Take pictures or video!
Nothing will preserve the extent of damage better for your hurricane claims with an insurance company. Your natural instinct after a hurricane or other storm is to start picking up the damage first and by the time the insurance adjustor arrives at your house, you have made it look as presentable as possible. Taking photos or videotape of the hurricane damage before you clean up preserves and establishes the true extent of damages your house suffered.
It is more natural to begin cleanup and removal, but resist that temptation to want to show the world and even the insurance company what a good homeowner you are. Start immediately with the photographs and video of the scene.
You can never have too many photographs or video of the hurricane damage or storm damage. You should shoot from all angles. Go out into the street and across the street, take pictures of the devastation caused by the hurricane from your neighbor's yard.

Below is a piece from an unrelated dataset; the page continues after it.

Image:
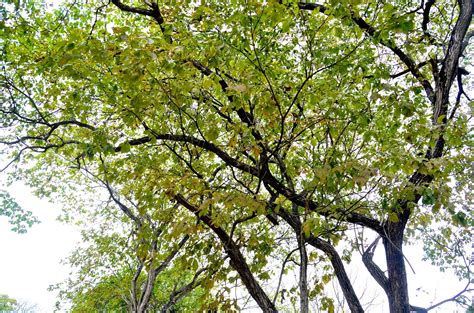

Then, move in to capture close-ups. Show where light is coming through the house before you put blue tarps on the roof. If there are personal items scattered and damaged, get snapshots or video of them as you found them.
We all remember the devastation caused by Hurricane Katrina because the images were of the real destruction caused by the hurricane. Imagine your response if the news agencies had waited for New Orleans and other areas to be cleaned up before the pictures and video were broadcast. No one would have sent money for aid. So why should you expect an insurance adjustor to be as sympathetic when all he or she sees is a house that has been put back in order.
If you have already cleaned up the mess when you are reading this, then go to your neighbors and ask to look at their photographs and video of the hurricane damage. Chances are that if they took some at the right time, at least part of your destruction would be on film. Or, if your neighbors don't have any photos of the hurricane damage, take pictures and video of the temporary repairs and the piles of debris in your yard.